Technical Tips for Church Online

Jon Wygant

July 1, 2021
5 min read

2020 propelled our church into the online space for the first time. In the midst of all that was happening in the world, our team had to think fast and change quickly. The new challenges we faced led us to do things we had never done before. More than a year since the COVID-19 pandemic first sent us into quarantine, so much about our church has changed. Our message isn’t going anywhere, but our methods are constantly evolving to match our current context and meet our current needs. One of our staff values is to Remain Flexible. The past year has shown us just how valuable that value is for our community.

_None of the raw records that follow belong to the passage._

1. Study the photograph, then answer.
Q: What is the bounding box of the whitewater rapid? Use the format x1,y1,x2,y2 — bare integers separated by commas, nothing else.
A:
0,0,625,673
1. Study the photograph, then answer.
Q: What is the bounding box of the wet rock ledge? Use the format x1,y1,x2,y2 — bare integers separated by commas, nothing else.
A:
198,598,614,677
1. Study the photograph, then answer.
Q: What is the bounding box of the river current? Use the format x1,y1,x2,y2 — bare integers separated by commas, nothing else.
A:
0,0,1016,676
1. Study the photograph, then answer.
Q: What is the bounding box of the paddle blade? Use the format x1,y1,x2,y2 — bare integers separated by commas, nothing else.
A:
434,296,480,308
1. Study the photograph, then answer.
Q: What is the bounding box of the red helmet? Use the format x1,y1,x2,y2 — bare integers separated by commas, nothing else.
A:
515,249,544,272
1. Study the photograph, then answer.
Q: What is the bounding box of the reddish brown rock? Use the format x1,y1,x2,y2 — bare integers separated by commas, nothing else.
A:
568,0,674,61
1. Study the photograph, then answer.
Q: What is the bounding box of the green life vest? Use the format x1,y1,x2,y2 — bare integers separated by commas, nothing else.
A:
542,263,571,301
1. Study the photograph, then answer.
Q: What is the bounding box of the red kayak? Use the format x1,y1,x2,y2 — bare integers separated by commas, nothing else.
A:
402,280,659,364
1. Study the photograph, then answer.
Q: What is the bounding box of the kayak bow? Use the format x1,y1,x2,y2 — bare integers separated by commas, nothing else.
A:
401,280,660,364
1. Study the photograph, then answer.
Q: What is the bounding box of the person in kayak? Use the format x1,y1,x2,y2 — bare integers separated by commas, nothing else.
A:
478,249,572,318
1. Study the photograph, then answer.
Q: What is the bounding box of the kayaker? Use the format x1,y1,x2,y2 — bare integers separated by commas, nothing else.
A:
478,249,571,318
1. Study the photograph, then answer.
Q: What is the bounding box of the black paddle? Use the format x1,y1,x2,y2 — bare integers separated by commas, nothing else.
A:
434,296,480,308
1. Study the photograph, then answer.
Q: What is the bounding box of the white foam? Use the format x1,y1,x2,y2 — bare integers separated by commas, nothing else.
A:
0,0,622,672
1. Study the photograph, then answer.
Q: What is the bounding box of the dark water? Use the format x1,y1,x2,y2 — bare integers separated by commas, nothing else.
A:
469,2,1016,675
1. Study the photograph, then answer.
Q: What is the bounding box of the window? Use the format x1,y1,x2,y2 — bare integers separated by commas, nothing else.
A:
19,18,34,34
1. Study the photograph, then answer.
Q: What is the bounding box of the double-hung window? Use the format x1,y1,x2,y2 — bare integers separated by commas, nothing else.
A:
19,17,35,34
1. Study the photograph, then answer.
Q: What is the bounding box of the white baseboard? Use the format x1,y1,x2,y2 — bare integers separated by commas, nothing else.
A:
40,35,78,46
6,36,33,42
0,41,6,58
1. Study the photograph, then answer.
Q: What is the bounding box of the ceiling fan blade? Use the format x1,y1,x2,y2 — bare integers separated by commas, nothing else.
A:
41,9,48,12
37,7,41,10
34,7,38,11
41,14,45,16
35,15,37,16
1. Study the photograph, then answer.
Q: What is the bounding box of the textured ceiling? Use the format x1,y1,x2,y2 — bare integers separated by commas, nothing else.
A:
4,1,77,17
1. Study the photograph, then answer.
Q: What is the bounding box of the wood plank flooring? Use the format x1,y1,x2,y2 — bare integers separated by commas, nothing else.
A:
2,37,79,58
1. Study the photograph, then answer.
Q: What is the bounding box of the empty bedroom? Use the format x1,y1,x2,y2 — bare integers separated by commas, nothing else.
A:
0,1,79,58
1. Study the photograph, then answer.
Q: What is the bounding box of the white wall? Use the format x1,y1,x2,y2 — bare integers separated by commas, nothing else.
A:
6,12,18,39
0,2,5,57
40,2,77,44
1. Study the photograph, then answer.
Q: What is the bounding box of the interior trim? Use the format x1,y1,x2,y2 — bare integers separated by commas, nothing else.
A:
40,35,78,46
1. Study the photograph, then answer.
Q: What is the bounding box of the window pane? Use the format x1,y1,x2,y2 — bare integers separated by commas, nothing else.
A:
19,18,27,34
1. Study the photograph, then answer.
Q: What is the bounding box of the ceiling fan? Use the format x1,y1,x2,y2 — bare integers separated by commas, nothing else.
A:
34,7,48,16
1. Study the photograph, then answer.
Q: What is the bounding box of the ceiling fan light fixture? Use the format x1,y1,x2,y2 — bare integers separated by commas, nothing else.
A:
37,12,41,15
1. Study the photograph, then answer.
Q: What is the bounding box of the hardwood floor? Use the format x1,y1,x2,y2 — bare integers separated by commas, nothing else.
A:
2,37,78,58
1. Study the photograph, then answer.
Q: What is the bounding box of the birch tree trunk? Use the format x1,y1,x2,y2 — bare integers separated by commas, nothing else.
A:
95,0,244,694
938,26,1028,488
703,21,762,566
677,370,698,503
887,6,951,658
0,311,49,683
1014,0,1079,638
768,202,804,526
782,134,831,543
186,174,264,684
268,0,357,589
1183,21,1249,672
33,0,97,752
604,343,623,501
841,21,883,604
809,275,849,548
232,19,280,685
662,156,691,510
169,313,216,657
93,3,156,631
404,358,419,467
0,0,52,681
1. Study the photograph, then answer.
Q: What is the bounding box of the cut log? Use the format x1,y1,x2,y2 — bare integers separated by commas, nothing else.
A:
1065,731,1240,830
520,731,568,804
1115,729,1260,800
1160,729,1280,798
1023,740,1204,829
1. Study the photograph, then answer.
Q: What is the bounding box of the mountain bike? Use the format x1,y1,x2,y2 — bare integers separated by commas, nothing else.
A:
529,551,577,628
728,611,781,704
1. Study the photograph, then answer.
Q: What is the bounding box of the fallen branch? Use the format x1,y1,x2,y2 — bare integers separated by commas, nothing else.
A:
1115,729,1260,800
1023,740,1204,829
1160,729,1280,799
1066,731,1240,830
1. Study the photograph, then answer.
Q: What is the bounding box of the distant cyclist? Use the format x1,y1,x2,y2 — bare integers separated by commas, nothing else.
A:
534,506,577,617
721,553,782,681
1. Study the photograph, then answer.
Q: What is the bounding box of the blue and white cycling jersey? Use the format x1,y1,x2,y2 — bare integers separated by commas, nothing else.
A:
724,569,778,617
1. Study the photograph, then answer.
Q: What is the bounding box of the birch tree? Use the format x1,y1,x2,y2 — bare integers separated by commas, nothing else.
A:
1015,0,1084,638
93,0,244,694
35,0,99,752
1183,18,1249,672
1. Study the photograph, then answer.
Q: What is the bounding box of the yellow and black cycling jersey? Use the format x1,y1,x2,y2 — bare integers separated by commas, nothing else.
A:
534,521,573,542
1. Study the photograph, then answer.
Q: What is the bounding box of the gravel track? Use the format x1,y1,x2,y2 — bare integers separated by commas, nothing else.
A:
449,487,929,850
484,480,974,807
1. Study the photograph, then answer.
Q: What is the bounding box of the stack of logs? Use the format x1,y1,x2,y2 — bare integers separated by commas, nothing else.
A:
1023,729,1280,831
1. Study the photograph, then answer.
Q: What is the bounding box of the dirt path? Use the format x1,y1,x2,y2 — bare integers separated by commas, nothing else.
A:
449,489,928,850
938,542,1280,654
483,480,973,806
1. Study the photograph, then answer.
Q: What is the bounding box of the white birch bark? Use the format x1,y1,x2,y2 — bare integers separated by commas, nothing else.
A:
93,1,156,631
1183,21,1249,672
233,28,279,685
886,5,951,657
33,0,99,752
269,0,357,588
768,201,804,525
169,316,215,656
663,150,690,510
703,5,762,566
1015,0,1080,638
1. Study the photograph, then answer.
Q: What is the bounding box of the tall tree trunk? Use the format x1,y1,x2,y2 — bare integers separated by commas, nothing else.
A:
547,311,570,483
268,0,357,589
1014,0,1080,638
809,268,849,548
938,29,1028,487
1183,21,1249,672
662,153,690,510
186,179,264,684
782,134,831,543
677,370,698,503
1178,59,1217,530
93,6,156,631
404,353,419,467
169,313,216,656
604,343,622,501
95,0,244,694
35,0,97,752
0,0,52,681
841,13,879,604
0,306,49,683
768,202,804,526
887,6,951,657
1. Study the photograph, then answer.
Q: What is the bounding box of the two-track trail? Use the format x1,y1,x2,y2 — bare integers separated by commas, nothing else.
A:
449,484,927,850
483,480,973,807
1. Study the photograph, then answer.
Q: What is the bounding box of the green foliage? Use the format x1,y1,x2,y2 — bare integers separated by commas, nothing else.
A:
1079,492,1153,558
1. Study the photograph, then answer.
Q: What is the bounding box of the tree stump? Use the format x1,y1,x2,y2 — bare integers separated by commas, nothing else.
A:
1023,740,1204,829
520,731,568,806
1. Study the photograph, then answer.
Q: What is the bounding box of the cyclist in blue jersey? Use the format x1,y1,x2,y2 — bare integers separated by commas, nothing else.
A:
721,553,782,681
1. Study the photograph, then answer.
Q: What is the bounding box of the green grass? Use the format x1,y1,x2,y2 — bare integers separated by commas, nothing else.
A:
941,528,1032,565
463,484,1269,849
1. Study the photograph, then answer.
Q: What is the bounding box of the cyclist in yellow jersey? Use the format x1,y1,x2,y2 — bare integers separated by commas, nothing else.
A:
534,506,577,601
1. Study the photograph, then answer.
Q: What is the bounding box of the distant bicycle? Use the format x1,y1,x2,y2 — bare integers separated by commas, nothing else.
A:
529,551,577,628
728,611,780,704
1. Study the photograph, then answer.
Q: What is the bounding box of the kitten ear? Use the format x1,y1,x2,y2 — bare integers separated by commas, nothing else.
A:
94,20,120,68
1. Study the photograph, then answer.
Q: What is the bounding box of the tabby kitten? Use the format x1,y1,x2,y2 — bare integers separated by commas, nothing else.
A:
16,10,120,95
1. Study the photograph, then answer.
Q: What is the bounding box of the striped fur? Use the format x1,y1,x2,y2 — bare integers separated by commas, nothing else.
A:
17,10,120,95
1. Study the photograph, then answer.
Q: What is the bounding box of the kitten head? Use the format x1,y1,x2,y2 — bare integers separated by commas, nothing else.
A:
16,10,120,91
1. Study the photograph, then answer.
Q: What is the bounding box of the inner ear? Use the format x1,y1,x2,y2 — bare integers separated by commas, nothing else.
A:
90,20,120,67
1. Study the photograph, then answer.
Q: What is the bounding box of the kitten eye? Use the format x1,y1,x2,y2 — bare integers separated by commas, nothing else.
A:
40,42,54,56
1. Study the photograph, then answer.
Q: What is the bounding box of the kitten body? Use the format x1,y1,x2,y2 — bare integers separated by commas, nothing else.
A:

Recently, we shared some of what we have learned in our article, 4 Tips for Church Online. There we offered a high-level perspective on how to approach church in the digital world. In this article, I want to get a bit more technical. As important as we believe our previous tips are, my guess is that the main challenges you have faced in implementing an online experience at your church are not due to misunderstanding or undervaluing the importance of church online. My guess is that some of your greatest barriers to entry have been technical. What equipment do we use? How do we set up a live stream? What is the key to a good stream mix? My hope here is to answer some of those questions for you, or at least to offer some direction as to where you could find the answer you need.

Your approach to church online is going to be unique to you. Styles will vary, but here are two main options for how to pull off an online experience.

1. Record & Upload

This is a simpler starting point. Pulling off a service live online requires a lot and leaves room for error. A good place to start is to record a service ahead of time, edit and upload. This gives you flexibility on time and location, allows you to use a wider variety of equipment, and enables you to edit and refine your product before releasing it into the world. Pre-recording eliminates the need for some of the higher-end broadcast equipment. You can shoot on film cameras and fix any errors in post. You can clean up and improve audio before releasing. This is especially helpful when capturing a full band. It is very challenging—if not impossible—to match the quality of edited audio on a live stream. Pre-recording can help to improve quality and eliminate errors across the board.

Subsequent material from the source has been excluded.